Monday, June 30, 2008

Freedom

Written at DYWC '08; About, once again, use your imagination... hah.

I dont know if it was the day I bled for my sins,
crumpled in the shower
with the water beading down my knees and back
But somehow I fell from my tower.
What I thought once was steady turned to be only made of sand
and melted into the ocean, each droplet like a hand pulling me away.
So today is the day
I throw up my hands
because life is subtle, yet sweet.
and you, my dear, have closed the gates and locked me out.
But I have found another route to enlightment.
You threw away the keys
but I chistled my way out from the confines of you.
and every road I swept, feet dragging, hands worn
lead me to another set of astray keys,
another barrier in which I lost myself.
I have freed my mind from a mass jumble of vacant words and disunited promises.
And I am renewed.

Saturday, June 28, 2008

Child Prostitute

Written summer of '07 during DYWC, after playing a child prostitute in my school's musical, 'Runaways.'

She turns her back to the light
and faces the shadows demons that persure her.
Her features glisten with the fear that buys her
and her innocence a buisness card exposed for the city to see.
Legs open at one, close at six.
They hold her against the hard linoleom and whisper "child, the lord won't mind."
and she doesn't quiver, though she knows it's wrong.
It is city life and it is a sin.
It is back alleys and it is a life.
And the whispers of fear, the chill up the spine
give ill way to what it means to hold the title.
and she is running and she is falling.
Tumbling down, tumbling down.
and with the flick of an unharmed eye she is beckoned to perform once again.
Legs open at one house, close at latter dawn.
She walks as if prey to the world, through lonely men and truck drivers.
It is city life and it is a sin.
It is back buildings, but it is a life.
She is running and she is crashing.
Ring around the rosey,
all fall down.

Circle

Written in spring of '08. About... GUESS WHO? Hah.
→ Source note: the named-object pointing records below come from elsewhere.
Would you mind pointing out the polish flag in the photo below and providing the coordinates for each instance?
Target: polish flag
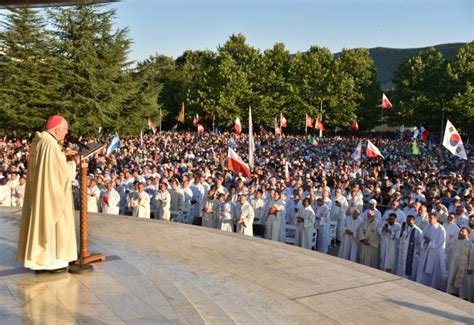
(238, 127)
(283, 122)
(151, 125)
(355, 125)
(424, 134)
(309, 121)
(372, 151)
(287, 171)
(236, 164)
(196, 120)
(319, 125)
(277, 128)
(386, 103)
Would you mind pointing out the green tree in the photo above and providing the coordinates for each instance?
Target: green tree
(319, 82)
(27, 82)
(92, 68)
(228, 84)
(273, 89)
(460, 107)
(421, 90)
(360, 66)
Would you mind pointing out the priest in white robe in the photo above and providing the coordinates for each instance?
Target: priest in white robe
(110, 200)
(350, 242)
(410, 247)
(275, 217)
(225, 213)
(452, 234)
(461, 267)
(208, 216)
(163, 203)
(141, 203)
(305, 219)
(47, 239)
(369, 253)
(389, 232)
(244, 216)
(322, 225)
(432, 263)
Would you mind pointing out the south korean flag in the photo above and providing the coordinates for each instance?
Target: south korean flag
(452, 141)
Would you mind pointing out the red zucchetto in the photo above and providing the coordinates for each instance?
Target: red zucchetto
(53, 121)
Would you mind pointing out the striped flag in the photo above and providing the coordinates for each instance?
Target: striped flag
(251, 141)
(151, 125)
(114, 145)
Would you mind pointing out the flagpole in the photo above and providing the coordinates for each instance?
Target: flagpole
(213, 123)
(321, 119)
(442, 123)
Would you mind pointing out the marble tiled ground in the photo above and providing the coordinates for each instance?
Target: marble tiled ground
(161, 273)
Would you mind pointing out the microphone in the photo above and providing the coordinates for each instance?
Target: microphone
(73, 139)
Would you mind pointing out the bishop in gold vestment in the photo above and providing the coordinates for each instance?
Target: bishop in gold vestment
(47, 238)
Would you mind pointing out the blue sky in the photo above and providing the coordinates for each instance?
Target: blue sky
(172, 26)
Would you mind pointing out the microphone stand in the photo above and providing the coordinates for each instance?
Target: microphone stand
(82, 265)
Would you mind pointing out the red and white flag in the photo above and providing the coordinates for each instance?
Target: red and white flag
(386, 103)
(151, 125)
(283, 122)
(277, 128)
(309, 121)
(196, 120)
(424, 134)
(287, 171)
(453, 142)
(238, 126)
(355, 125)
(319, 125)
(236, 164)
(372, 151)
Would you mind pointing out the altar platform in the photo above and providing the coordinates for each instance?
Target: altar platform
(167, 273)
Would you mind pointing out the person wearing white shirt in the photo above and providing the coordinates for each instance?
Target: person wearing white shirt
(225, 213)
(93, 196)
(305, 219)
(410, 247)
(244, 216)
(421, 219)
(163, 203)
(322, 225)
(177, 201)
(395, 208)
(338, 212)
(275, 217)
(389, 232)
(350, 240)
(19, 193)
(110, 200)
(452, 234)
(208, 216)
(432, 262)
(376, 212)
(141, 203)
(5, 194)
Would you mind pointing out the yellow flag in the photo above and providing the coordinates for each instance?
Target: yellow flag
(181, 117)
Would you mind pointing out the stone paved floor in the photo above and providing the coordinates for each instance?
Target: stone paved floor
(168, 273)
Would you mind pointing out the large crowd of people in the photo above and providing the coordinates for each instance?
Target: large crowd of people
(410, 215)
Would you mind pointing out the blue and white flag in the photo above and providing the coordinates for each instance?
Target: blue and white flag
(452, 141)
(357, 154)
(114, 145)
(232, 143)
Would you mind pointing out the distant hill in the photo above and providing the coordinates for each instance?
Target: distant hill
(387, 60)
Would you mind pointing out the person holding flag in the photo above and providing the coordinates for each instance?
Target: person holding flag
(452, 141)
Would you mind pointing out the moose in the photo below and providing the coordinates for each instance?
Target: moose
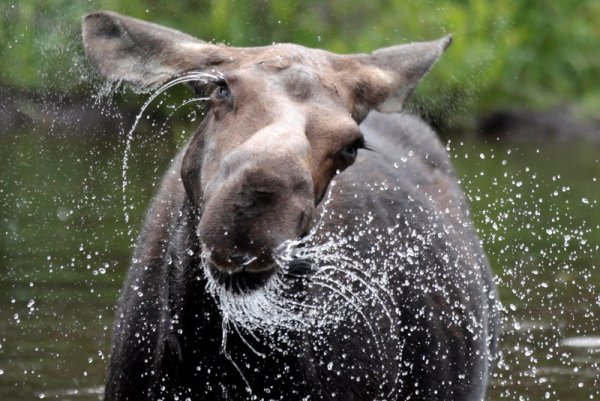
(310, 242)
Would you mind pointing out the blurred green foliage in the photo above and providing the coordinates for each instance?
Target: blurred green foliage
(506, 53)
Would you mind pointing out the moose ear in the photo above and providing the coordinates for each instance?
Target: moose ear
(141, 53)
(384, 79)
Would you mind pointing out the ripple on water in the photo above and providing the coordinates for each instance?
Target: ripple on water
(582, 342)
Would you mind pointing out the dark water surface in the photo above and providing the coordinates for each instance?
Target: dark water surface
(64, 249)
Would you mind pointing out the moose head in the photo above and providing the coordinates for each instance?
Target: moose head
(281, 122)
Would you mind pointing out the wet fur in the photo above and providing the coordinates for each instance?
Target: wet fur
(168, 338)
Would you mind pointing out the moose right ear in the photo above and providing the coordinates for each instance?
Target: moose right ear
(143, 54)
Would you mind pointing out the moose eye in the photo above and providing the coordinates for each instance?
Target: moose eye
(223, 92)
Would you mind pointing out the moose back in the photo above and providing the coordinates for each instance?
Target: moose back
(308, 243)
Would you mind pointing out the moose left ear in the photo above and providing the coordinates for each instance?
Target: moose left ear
(384, 79)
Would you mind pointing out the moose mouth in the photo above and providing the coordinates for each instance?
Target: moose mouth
(255, 272)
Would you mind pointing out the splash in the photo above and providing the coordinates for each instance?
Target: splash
(194, 76)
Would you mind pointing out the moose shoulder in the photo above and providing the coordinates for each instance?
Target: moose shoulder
(304, 245)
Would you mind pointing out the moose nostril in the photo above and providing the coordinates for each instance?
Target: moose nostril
(241, 259)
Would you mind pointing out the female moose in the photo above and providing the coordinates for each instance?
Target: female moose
(281, 261)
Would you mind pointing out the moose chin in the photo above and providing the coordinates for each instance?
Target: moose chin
(310, 242)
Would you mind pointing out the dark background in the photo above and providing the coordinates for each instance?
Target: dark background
(515, 99)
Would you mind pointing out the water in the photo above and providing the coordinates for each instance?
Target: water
(65, 246)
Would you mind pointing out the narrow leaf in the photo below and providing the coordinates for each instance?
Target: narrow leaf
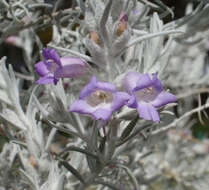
(73, 171)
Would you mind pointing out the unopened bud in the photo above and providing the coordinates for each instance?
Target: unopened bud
(94, 36)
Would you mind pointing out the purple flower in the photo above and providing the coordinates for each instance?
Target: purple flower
(146, 95)
(99, 99)
(53, 67)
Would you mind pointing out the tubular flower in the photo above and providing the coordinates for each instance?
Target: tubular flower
(53, 67)
(99, 99)
(146, 95)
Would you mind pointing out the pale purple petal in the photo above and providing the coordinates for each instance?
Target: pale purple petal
(164, 98)
(157, 85)
(148, 112)
(120, 99)
(70, 71)
(51, 54)
(103, 114)
(123, 17)
(72, 60)
(135, 81)
(106, 86)
(132, 102)
(45, 80)
(89, 88)
(94, 85)
(41, 69)
(80, 106)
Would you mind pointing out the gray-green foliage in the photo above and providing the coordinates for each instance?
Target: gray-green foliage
(128, 156)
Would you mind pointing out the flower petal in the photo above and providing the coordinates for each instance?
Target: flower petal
(41, 69)
(80, 106)
(120, 99)
(135, 81)
(148, 112)
(51, 54)
(71, 67)
(72, 61)
(164, 98)
(156, 83)
(45, 80)
(105, 86)
(89, 88)
(103, 114)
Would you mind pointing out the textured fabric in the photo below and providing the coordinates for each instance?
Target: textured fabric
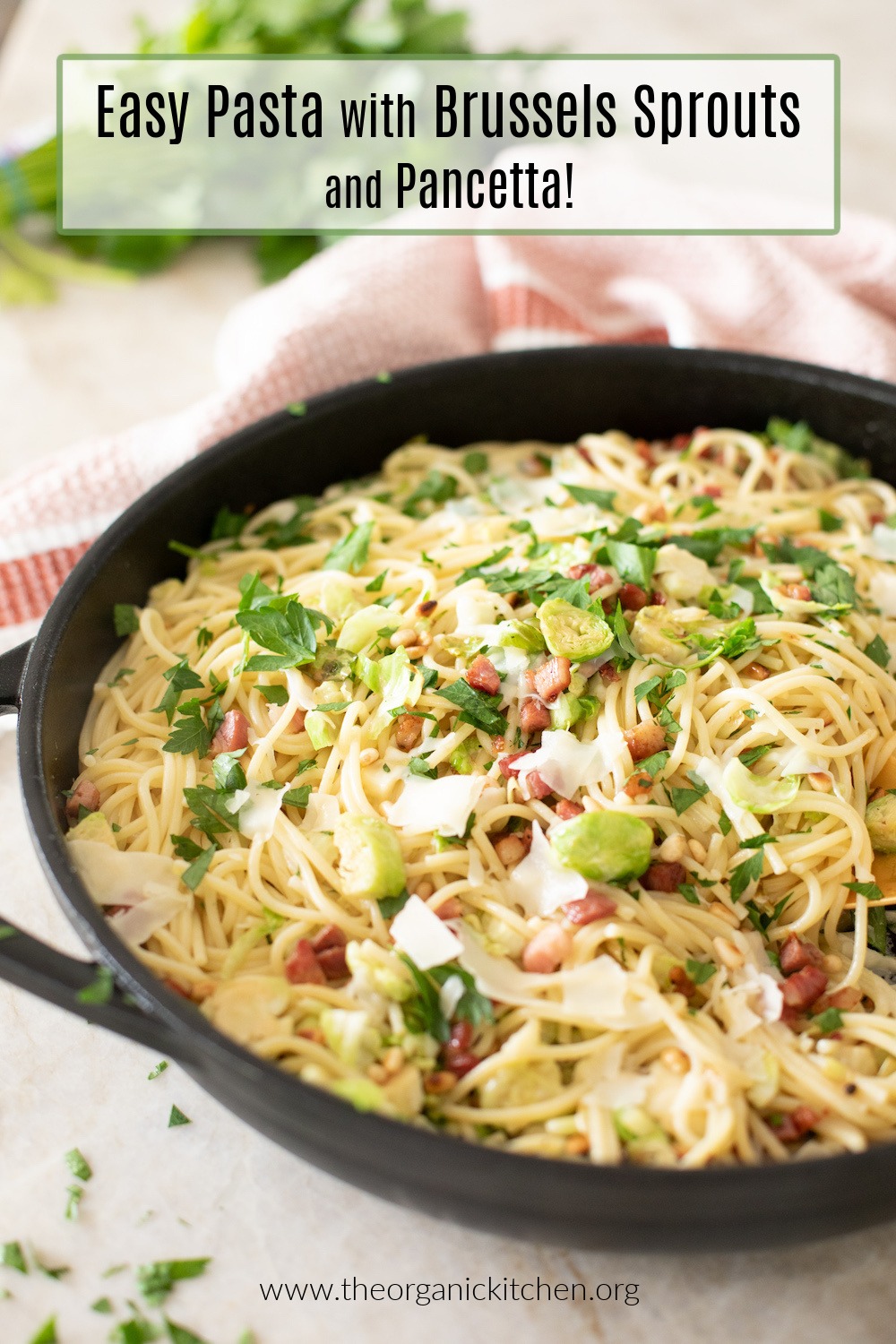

oh we've exchanged so many words,
but its as if none have been spoken at all.
and i shut my eyes and lick my lips
as if something might escape from them
but ive run dry.
and this circle that we've drawn around ourselves is closing in to suffocate
this circle of unevoked emotion and tolerance from being free
sometimes the fastest way to get there is to go slow
but sometimes if you want to be free you've got to let go.
and you've dropped the rope, projecting me into that black abyss
that circle
that place of emotional tendancies
where all i can do is slide against the walls
and go round and round with myself, hoping for that spark of light
because circles have no end no beginning.
no rigid places for you to crawl into and wait.
wait for that spark of light. from you.
you have reached the end of our circle and closed it off with 'goodnight.'
and sometimes the fastest way to get there is to go slow
but sometimes if you want to be free you've got to hurt.
A retreat to red hair won't sooth your soul
and when you come back to rediscover me
i will have already left for nirvana.
I dont not wish for bon voyage, but an ending to our circle.
I have ran and i have crashed, falling down falling down.
and despite all barriers, you're here in spite when i close my eyes to dream at night
and my dreams continue
continue in a circle.

Unconditional

Written spring of '08; about a best friend of mine.

Unconditional
No one will know if it is the love I give or the pain you feel
but it is endless.
Endless in a world of ignorance and medical undertakings.
The scars on your arm bruise my heart
and each day I look upon the past
the past that has turned my tomorrows and changed them into yesterdays.
We are lost.
Lost on this abyssmal map with no true lines or keys.
It is you who has ventured away, away from the pack.
As I watch from afar, unconditionally.
When you need directions, I'll be your guide.
But please, return home safe.
Your a star who has died, but the light has not yet reached the earth.
and each night I gaze upon and make a wish
because you are the first star I see in the sky,
the only one.
You are my wish, my return home safe and sound.
But we are running, endlessly tossed through open arms
and those who do not wish to see below our skin.